Experiments

Fall

2025

Methods

Professor: Alex Siegel

Author

Affiliation

Stone Neilon

PhD student of political science @ The University of Colorado Boulder

Published

January 14, 2025

Week 1

What is an experiment?

Gold standard for causal inference.
Research design and purposefully manipulating a treatment and uses random assignment to create comparable groups, so differences in outcomes can be attributed to the treatment (a causal effect).

Unit: unit of analysis

Treatment: well-defined manipulation with clear versions (dose, timing, delivery, content). Must be implementable and replicable.

Outcome: Pre-specified primary measure (behavioral, attitudinal, etc.)

Assignment mechanism: the stochastic rule mapping units to treatments (complete, Bernouli, blocked/stratified).

Randomization: implementation of the assignment mechanism so that treatment is independent of {Y(1). Y(0)} ( in expectation); enables unbiased diff-in-means and design-based inference.

Estimand: The quantity you want to learn from a study (ATE, ITT, LATE, CATE) defined for a population and a contrast between interventions.

Causal inference: Is learning how outcomes would change under different, well-defined interventions for specified units, settings, and times.

How outcomes would change under different treatment effects.

We can get close to causal inference in lots of ways, but we need to be clear about what our assumptions are.

Social science theories are almost always causal in nature.

Manski: data + assumptions = conclusions -> experiments make assumptions clearer and lighter.

Every causal claim rests on assumptions. Experiments makes them explicit and often weaker.
SUTVA - Stable unit treatment value assumption

Old way: kitchen-sink regression + causal weasel words (“associated with,” “linked to,” “drives”, “increases”, “predicts”)

Fundamental Problem of Causal Inference: For unit i, cannot observe \(Y_i(1)\) and \(Y_i(0)\) simultaneously

Good experimental design requires good theory - WHAT IS THE MANIPULABLE LEVER

What is a Theory?

A logically coherent explanation of why/how a manipulable cause changes an outcome, within stated scope conditions, yielding testable implications.

What is a Mechanism?

The sequence of intermediate changes that transmit the effect from cause -> outcome (use verbs: inform -> update beliefs -> shift norms -> act).

What is a Hypothesis?

a falsifiable prediction about a causal contrast (treatment vs control) derived from theory.

Why Preregister?

Clarifies the estimand, outcomes, and analysis before seeing data.
reduces p-hacking/HARKing and garden of forking paths.
increased credibility with reviewers, partners, and future you.
make deviations transparent: changes are documented and justified.
What counts as preregistration?
- a time stamped, accessible record
- can be a public or embargoed until data collection ends.
- not a prison: you can amend; just explain why.

Activity:

Does the walkability of an environment increase voter turnout?

Yes it was causal

design: Get a walkability data set and a voter turnout data set and run a regression. Controlling for various factors. Problem - I have endogeneity as people can move and sort themselves - it is possible that people that move to

Among individuals between the 2016 - 2020 elections, what is the effect of living in a walkable vs. non-walkable area on voter turnout?

Week 2

Causal questions are always about counterfactuals.
- Does the minimum wage increase the unemployment rate?
  - Counterfactual: would it have gone up if the increase had not occurred?
Causal inference = a missing data problem.
Political canvassing study example
Pretreatment covariates -
we want the unit causal effect.
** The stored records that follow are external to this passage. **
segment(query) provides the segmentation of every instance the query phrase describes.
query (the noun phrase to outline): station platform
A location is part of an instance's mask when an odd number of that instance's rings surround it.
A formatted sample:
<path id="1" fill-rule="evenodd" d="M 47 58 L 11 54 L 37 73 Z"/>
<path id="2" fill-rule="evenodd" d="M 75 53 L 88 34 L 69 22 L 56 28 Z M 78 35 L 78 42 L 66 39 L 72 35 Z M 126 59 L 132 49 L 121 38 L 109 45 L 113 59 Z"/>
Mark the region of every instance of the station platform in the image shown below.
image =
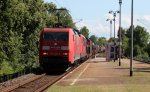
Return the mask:
<path id="1" fill-rule="evenodd" d="M 82 64 L 78 69 L 64 77 L 57 85 L 109 85 L 122 84 L 129 76 L 129 69 L 119 67 L 118 62 L 107 62 L 96 57 Z"/>

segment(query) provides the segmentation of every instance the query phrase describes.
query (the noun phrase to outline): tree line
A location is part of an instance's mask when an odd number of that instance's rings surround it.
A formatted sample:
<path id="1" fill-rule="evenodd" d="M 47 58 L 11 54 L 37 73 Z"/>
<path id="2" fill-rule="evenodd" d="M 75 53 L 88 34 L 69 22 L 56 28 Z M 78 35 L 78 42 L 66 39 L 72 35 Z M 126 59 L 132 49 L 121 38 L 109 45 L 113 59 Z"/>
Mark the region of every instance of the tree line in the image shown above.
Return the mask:
<path id="1" fill-rule="evenodd" d="M 61 22 L 76 28 L 69 11 L 57 9 L 54 3 L 43 0 L 0 0 L 0 75 L 38 66 L 39 36 L 44 27 Z M 134 56 L 150 56 L 148 32 L 141 26 L 134 31 Z M 107 44 L 105 37 L 89 36 L 86 26 L 80 32 L 94 44 Z M 124 55 L 129 56 L 129 29 L 122 29 L 122 41 Z"/>
<path id="2" fill-rule="evenodd" d="M 69 11 L 43 0 L 0 0 L 0 75 L 38 66 L 43 27 L 60 22 L 74 27 Z M 54 11 L 55 10 L 55 11 Z"/>
<path id="3" fill-rule="evenodd" d="M 52 2 L 0 0 L 0 75 L 38 67 L 40 32 L 58 22 L 76 28 L 69 11 Z"/>

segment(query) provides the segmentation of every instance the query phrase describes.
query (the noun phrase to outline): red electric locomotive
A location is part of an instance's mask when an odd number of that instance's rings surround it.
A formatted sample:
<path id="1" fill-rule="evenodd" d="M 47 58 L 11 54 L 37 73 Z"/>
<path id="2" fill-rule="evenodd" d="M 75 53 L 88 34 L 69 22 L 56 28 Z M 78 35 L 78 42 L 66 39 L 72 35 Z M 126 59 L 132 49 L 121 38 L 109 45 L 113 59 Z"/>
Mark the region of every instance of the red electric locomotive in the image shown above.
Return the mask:
<path id="1" fill-rule="evenodd" d="M 80 59 L 80 36 L 72 28 L 44 28 L 40 35 L 40 65 L 46 69 L 68 68 Z"/>
<path id="2" fill-rule="evenodd" d="M 87 40 L 82 34 L 80 34 L 80 58 L 81 58 L 81 61 L 86 59 L 86 56 L 87 56 L 86 47 L 87 47 Z"/>

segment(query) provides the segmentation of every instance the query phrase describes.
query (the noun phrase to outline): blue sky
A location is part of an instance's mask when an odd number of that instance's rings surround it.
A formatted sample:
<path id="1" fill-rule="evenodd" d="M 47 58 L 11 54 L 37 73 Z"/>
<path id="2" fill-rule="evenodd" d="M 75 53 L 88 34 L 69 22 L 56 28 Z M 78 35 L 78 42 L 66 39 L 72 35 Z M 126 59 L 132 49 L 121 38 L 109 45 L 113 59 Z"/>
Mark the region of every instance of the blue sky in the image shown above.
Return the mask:
<path id="1" fill-rule="evenodd" d="M 66 7 L 80 29 L 87 26 L 90 34 L 98 37 L 110 37 L 110 25 L 106 21 L 112 18 L 109 10 L 119 10 L 119 0 L 44 0 L 53 2 L 58 8 Z M 116 19 L 116 34 L 118 30 L 118 17 Z M 137 21 L 137 19 L 139 21 Z M 122 0 L 122 27 L 128 28 L 131 20 L 131 0 Z M 150 0 L 134 0 L 134 25 L 141 25 L 150 32 Z M 113 33 L 113 32 L 112 32 Z"/>

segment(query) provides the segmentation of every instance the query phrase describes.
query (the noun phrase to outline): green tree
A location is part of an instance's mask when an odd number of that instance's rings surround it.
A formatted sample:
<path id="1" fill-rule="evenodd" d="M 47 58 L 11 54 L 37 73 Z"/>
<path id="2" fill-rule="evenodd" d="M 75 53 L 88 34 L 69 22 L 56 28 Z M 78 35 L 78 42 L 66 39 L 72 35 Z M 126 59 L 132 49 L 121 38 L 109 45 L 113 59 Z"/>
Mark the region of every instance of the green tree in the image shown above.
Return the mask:
<path id="1" fill-rule="evenodd" d="M 134 38 L 133 38 L 133 56 L 139 56 L 144 54 L 144 49 L 147 47 L 148 40 L 149 40 L 149 33 L 146 31 L 144 27 L 136 26 L 133 30 Z M 130 53 L 130 43 L 131 43 L 131 36 L 130 36 L 130 28 L 126 31 L 126 37 L 129 38 L 128 41 L 128 50 L 127 53 Z M 129 55 L 129 54 L 128 54 Z"/>

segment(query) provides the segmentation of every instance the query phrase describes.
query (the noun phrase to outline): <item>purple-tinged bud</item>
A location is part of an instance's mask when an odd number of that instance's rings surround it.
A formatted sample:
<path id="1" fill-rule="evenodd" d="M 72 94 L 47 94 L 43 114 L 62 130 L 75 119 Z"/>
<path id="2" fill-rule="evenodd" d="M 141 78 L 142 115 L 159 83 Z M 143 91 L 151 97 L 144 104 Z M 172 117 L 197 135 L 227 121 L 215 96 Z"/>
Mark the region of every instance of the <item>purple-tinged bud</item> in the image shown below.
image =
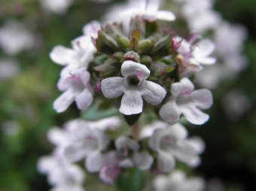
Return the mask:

However, we don’t have two states of the world for any given person.
SATE - sample average treatment effect
- average causal effect for the exact units in this study.
- complete randomization means unbiased for SATE.
SATT - Sample Average Treatment Effect on the Treated
- RCT (randomized controlled trial)
PATE (population ATE)
CATE: conditional average treatment effect
- heterogeneous effects
- subgroups.
Z means assignment to treatment.
actual receipt: D (some accept, some don’t)
- someone was assigned to watch a movie (the treatment), however they got a snack and didn’t actually receive it.
CACE/LATE assumptions:
- Random Z (independence)
- Exclusion: Z affects Y only via D.
- Monotonicity: no defiers
DEFINE estimands: ATE/ITT/CACE/CATE clearly.
First present ITT first, then CACE with the Wald ratio + SE/CI
For CATE: pre-specificy subgroups or honest discovery; show subgroup baselines.
Post-treatment adjustment: don’t control for variables affected by D.
attrition/truncation: outcomes defined only for a subset
Interference: if spillovers likely, redesign or redefine estimand.
issue of bundled treatment major issue in like everything i do.

Week 3

Readings: Book Chapters

MIDA

Model

The M in MIDA does not necessarily represent our beliefs about how the world actually works. Instead, it describes a set of possible worlds in enough detail that we can assess how our design would perform if the real world worked like those in M
Examples of models:
- Contact theory: When two members of different groups come into contact under specific conditions, they learn more about each other, which reduces prejudice, which in turn reduces discrimination.
- Prisoner’s dilemma. When facing a collective action problem, each of two people will choose non-cooperative actions independent of what the other will do.
- Health intervention with externalities. When individuals receive deworming medication, school attendance rates increase for them and for their neighbors, leading to improved labor market outcomes in the long run.

Inquiry

Think of inquiry as the question.

Data Strategy

The data strategy is the full set of procedures we use to gather information from the world. The three basic elements of data strategies parallel the three features of inquiries: units are selected, conditions are assigned, and outcomes are measured.
What are our sampling procedures? Treatment-assignment procedures? Measurement procedures?

Answer Strategy

The answer strategy is what we use to summarize the data produced by the data strategy. Just like the inquiry summarizes a part of the model, the answer strategy summarizes a part of the data.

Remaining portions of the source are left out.